Die Antwort hängt von der Perspektive ab und ist doch zugleich sehr einfach: Eine Kosovo Force, die den Status quo erhalten will, ist Partei. Denn sie erscheint allen albanischen Bemühungen um nationale Souveränität als Feind, und sie ist ein Freund aus der Perspektive Jugoslawiens und Makedoniens, die ein Interesse an dem Erhalt ihres Territoriums haben. Der „robuste“ Schutz des Status quo mit Nato-Truppen entspricht zwar ganz der Schlussakte der Konferenz über Sicherheit und Zusammenarbeit in Europa, deren Unterzeichner sich gegenseitig versichern, das „Recht eines jeden Staates auf [...] territoriale Integrität“ zu achten und „die Grenzen aller Staaten in Europa als unverletzlich“ anzusehen. Serbien befindet sich also in der „albanischen Frage“ in der angenehmen Lage, dass alle Staaten der KFOR-Truppen sich verpflichtet haben, keine neuen Grenzen in Europa zu akzeptieren, was eine souveräne Republik Kosovo genauso ausschließt wie „großalbanische“ Pläne. Von ihnen ist neuerdings dann die Rede, wenn an ein Staatengebilde gedacht wird, das alle albanischen Bevölkerungsgruppen umfasst. „Großalbanisch“ – das klingt wahrlich bedrohlich, fast nach Großdeutschland.

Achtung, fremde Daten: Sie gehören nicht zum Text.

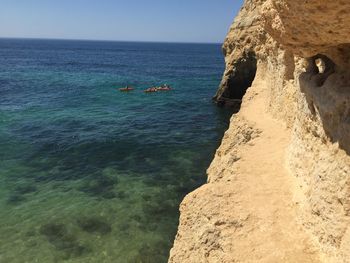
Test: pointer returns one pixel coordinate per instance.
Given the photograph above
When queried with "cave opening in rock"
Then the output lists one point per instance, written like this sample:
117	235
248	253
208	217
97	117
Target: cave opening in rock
240	80
320	67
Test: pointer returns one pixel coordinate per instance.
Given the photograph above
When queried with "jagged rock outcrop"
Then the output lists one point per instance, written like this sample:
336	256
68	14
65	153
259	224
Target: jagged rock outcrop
279	186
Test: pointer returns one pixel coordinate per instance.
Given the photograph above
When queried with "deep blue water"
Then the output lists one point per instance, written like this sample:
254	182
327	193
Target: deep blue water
90	174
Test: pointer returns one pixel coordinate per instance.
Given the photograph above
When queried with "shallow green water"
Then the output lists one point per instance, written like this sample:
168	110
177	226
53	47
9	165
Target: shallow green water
89	174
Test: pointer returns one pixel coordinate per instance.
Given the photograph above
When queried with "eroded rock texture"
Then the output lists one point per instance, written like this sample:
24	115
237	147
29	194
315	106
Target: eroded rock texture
279	185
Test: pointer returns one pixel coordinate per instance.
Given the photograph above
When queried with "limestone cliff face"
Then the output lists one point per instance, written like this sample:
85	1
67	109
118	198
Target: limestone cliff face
279	186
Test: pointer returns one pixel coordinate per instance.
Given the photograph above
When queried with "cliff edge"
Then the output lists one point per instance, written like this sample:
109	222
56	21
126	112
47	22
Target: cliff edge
278	188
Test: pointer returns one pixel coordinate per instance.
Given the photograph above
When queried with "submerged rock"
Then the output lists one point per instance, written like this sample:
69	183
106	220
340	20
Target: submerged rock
63	240
97	225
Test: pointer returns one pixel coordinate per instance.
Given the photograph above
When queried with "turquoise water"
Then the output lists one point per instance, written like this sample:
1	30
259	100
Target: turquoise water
90	174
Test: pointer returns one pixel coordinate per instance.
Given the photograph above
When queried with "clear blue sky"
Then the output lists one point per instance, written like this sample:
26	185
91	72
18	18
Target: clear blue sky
135	20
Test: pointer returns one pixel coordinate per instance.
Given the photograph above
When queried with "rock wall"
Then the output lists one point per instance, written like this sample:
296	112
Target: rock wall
298	53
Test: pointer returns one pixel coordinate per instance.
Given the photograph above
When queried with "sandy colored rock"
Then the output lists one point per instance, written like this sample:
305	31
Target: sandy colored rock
279	186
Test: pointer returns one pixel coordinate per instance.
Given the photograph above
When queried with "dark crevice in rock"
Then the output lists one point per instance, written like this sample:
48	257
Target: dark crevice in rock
236	82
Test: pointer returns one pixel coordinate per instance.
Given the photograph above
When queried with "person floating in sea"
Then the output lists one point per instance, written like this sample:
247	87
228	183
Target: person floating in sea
127	88
165	87
152	89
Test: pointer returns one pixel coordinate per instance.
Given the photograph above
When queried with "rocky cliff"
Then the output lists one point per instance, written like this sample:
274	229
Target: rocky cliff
279	186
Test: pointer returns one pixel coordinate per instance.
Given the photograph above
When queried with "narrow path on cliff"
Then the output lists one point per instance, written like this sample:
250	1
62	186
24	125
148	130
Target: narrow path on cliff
246	212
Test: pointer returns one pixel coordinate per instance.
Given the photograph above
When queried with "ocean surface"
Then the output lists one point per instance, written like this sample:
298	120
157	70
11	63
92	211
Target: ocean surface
91	174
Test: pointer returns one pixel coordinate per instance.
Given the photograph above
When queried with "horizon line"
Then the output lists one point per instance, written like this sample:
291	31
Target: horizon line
110	40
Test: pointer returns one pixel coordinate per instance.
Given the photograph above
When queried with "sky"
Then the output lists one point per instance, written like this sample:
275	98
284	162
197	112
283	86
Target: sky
125	20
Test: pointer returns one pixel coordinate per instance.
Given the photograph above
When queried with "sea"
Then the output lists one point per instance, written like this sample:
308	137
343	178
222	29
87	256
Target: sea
92	174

Allerdings haben sich die Signatarnationen der OSZE auch darauf festgelegt, die „Gleichberechtigung der Völker und ihr Selbstbestimmungsrecht“ zu achten: „Alle Völker“ hätten das Recht, „in voller Freiheit, wann und wie sie es wünschen, ihren inneren und äußeren politischen Status ohne äußere Einmischung zu bestimmen“. Sind die Albaner also kein Volk, weil ihr Nato, EU, UNO, KFOR oder Außenminister Fischer das Recht verweigern, über ihren „politischen Status“ selbst zu entscheiden?

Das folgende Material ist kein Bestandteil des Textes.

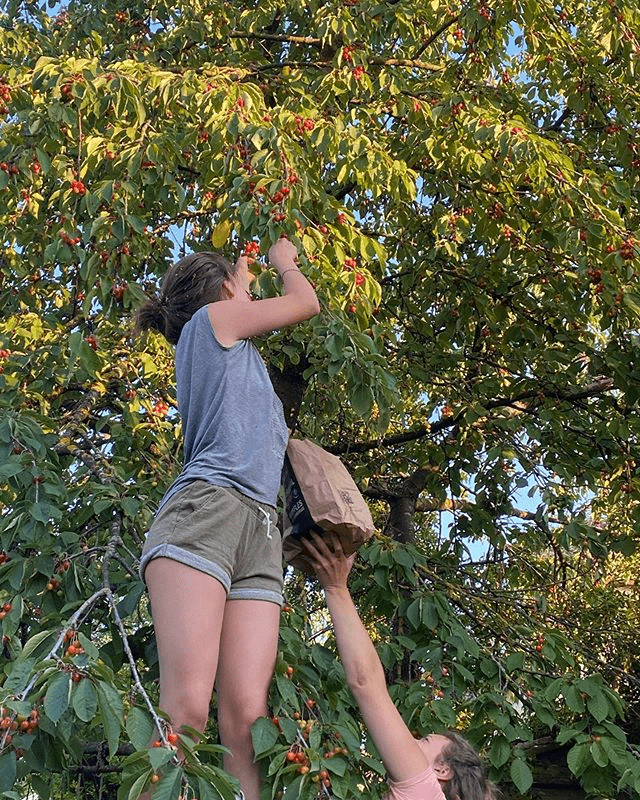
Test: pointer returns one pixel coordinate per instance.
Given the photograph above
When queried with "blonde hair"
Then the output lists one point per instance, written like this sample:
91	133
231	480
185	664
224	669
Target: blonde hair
469	776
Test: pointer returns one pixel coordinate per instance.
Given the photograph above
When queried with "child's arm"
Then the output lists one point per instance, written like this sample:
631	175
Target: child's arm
399	751
233	320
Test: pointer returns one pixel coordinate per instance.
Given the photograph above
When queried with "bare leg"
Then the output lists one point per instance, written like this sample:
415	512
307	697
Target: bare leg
248	651
187	608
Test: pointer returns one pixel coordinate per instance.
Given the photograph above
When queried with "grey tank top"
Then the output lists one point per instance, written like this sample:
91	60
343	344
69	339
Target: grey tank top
232	420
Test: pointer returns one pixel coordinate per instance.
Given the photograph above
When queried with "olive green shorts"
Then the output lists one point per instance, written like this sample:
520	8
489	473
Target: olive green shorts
220	531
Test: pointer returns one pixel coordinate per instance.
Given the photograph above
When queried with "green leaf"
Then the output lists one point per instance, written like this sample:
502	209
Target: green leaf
521	775
139	727
598	706
168	788
19	676
264	735
110	704
56	699
361	399
220	234
500	751
7	770
84	700
578	758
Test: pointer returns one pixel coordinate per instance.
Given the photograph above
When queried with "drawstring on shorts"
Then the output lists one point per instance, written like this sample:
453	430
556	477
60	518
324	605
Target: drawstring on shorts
267	519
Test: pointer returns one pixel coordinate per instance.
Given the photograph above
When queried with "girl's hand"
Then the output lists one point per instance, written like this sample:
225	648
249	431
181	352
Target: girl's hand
283	255
329	562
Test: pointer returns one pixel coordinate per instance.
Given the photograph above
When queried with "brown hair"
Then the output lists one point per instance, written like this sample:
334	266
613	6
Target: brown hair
469	781
187	285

Der Status quo, der für die Albaner nichts anders bedeutet, als kein Volk zu sein, das in Freiheit einen souveränen Staat bilden darf – dieser Status quo könnte langfristig dazu führen, dass die KFOR als Hüterin des Status quo als Feind der Albaner erkannt wird. An eine freiwillige Abtretung der albanisch besiedelten Gebiete durch Jugoslawien und Makedonien ist jedoch nicht zu denken. Und da jeder gewaltsamen Grenzänderung „robust“ begegnet werden soll, muss sich die Lage auf dem Kosovo beinahe zwangsläufig weiter zuspitzen, weil die „Staatengemeinschaft“ sich darauf festgelegt hat, von den Albanern im Kosovo und in den Grenzregionen Makedoniens zu erwarten, alle Hoffnungen auf nationale Souveränität aufzugeben.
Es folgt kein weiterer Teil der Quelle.